Common sense and explanations
Naturally, there will still be some rules and regulations, although these certainly aren’t unreasonable or unfathomable. Under the new implementation plan, travelers will either have to hold their electronic devices or secure them in the seat back pocket during takeoff and landing (something travelers would likely do anyway, if just to prevent their device from dropping or sliding under the seat in front of them).
Also, and thankfully, cellphones will either have to be in airplane mode or have their cellular service disabled, and passengers will still not be able to use that device for voice communication. However, short-range Bluetooth accessories, such as wireless keyboards, will be permitted.
Along with the now, more enlightened approach to the use of technology on board, the agency also reiterated its previous explanations as to why electronic devices were banned during takeoff and landing in the first place.
“Current FAA regulations require an aircraft operator to determine that radio frequency interference from PEDs is not a flight safety risk before the operator authorises them for use during certain phases of flight. Even PEDs that do not intentionally transmit signals can emit unintentional radio energy,” it explained.
The FAA elaborated that “this energy may affect aircraft safety because the signals can occur at the same frequencies used by the plane's highly sensitive communications, navigation, flight control and electronic equipment. An airline must show it can prevent potential interference that could pose a safety hazard. The PED ARC report helps the FAA to guide airlines through determining that they can safely allow widespread use of PEDs.”
To the point
Transportation Secretary Anthony Foxx commented: "We believe today's decision honors both our commitment to safety and consumer's increasing desire to use their electronic devices during all phases of their flights.
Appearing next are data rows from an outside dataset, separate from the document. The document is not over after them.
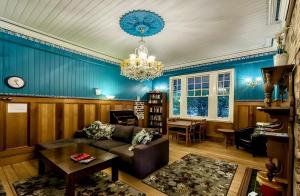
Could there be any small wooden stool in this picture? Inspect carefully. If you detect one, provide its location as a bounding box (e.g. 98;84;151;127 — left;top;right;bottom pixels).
217;129;234;148
256;171;284;196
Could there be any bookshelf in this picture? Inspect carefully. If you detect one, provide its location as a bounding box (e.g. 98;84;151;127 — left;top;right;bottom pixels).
257;65;295;195
148;91;167;134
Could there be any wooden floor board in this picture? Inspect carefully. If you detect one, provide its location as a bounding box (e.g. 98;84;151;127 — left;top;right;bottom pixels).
0;141;267;196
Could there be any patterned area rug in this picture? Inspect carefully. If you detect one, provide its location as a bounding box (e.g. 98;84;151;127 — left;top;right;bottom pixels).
143;154;237;196
13;172;146;196
247;169;261;195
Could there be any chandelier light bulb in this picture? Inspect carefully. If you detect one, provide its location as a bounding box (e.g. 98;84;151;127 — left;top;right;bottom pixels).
120;10;165;81
148;56;155;63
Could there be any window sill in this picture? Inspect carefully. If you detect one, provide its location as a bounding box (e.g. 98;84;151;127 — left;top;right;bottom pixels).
170;116;233;123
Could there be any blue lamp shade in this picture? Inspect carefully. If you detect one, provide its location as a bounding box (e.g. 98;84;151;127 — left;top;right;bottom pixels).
120;10;165;37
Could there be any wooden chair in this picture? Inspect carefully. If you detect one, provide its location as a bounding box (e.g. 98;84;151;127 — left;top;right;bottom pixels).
199;119;207;141
191;119;206;142
167;118;179;140
177;120;197;143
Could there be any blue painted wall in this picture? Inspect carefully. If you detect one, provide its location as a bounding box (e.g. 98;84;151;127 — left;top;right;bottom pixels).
0;32;152;100
152;54;273;101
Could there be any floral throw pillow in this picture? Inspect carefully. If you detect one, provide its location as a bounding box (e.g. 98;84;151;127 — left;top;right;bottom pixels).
128;129;153;151
83;121;115;140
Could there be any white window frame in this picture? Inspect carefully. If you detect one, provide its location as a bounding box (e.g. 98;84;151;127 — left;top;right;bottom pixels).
169;76;182;117
169;69;235;122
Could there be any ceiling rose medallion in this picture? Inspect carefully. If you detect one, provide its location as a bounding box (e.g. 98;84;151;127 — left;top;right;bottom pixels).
120;10;165;81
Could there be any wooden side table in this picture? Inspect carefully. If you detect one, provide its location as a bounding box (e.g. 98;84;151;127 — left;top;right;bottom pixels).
217;129;234;148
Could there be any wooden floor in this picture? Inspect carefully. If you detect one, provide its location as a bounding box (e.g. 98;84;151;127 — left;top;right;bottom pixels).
0;141;267;196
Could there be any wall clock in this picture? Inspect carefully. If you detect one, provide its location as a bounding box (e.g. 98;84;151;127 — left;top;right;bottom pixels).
5;76;25;89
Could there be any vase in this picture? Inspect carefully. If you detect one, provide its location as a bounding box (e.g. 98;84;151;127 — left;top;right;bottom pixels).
264;73;274;107
273;53;289;66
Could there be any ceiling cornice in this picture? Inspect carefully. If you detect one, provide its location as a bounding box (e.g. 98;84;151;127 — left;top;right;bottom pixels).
164;47;276;73
0;17;121;65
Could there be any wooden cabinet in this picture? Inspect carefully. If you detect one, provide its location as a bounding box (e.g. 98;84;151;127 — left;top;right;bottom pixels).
148;91;167;134
258;65;294;195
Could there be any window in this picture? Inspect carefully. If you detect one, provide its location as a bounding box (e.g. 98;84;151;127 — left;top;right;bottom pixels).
172;79;181;116
187;76;209;117
170;69;234;122
218;73;230;118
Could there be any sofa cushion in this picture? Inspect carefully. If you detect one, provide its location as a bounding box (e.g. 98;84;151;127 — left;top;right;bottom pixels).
112;125;134;143
109;144;134;164
132;127;143;138
131;127;162;142
83;121;115;140
90;140;127;150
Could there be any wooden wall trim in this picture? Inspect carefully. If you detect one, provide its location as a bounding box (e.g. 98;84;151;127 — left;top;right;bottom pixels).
0;96;148;163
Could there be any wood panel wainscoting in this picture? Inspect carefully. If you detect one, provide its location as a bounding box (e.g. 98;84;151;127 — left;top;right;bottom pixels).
0;96;148;165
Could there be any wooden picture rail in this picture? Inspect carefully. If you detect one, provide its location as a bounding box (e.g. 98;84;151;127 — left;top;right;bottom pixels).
0;96;148;165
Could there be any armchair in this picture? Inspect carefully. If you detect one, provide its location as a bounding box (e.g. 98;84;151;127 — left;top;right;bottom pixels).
234;127;267;157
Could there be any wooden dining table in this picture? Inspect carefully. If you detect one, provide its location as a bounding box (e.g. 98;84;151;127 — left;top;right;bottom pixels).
167;120;200;146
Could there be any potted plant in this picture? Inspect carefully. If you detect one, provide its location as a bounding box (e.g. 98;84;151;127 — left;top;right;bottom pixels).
274;29;289;66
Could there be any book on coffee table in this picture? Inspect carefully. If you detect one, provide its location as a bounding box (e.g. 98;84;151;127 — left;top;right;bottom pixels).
70;153;96;164
70;153;90;162
79;157;96;164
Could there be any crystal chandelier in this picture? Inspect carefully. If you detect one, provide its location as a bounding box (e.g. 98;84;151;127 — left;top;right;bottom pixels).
121;38;163;81
120;10;165;81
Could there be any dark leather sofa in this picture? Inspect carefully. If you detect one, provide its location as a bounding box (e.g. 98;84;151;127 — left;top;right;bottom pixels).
37;125;169;179
234;127;267;157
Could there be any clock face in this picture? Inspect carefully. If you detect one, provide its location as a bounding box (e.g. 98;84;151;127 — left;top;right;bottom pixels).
6;76;25;89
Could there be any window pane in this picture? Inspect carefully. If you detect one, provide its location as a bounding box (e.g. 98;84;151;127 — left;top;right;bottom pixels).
202;89;209;96
188;78;194;84
202;76;208;82
224;88;229;95
202;83;208;88
218;96;229;118
173;94;180;115
188;84;194;90
224;73;230;80
173;80;177;86
224;81;230;87
195;90;201;96
195;77;201;83
187;97;208;116
218;74;224;82
195;84;201;89
188;91;194;96
218;82;224;88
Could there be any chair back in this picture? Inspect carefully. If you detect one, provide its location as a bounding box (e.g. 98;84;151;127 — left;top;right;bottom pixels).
200;119;207;131
167;117;180;122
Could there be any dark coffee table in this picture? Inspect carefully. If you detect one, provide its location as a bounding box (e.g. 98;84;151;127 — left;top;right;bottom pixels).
39;144;118;196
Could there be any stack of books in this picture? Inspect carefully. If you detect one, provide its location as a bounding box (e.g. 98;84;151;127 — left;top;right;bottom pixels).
70;153;96;164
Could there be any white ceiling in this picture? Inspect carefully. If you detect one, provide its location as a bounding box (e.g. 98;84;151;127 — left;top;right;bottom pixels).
0;0;280;67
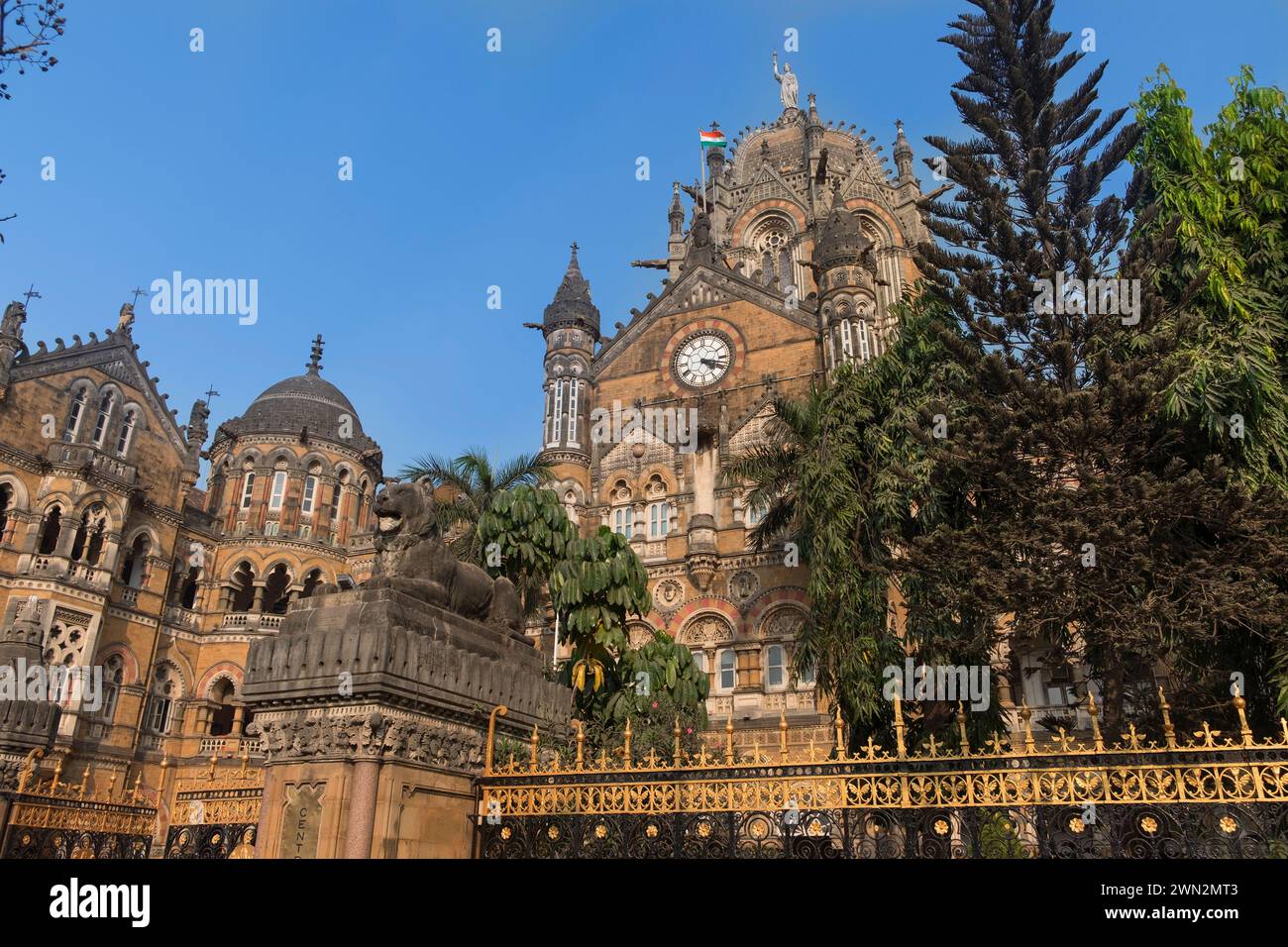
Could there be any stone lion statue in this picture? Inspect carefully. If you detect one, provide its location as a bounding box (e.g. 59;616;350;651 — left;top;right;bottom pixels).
366;483;523;631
These guidelines reflect input from passengers, pilots, manufacturers, and flight attendants, and I look forward to seeing airlines implement these much anticipated guidelines in the near future."
For seasoned travelers, it’s welcome news, particularly since the landing procedure can take around half an hour in some cases – time that could be well spent on a Kindle or iPad.
To date, apparently Delta has already starting implementing the new guidelines, while airlines in other parts of the world are apparently studying the new guidelines carefully, with an eye on possibly changing their policies as well.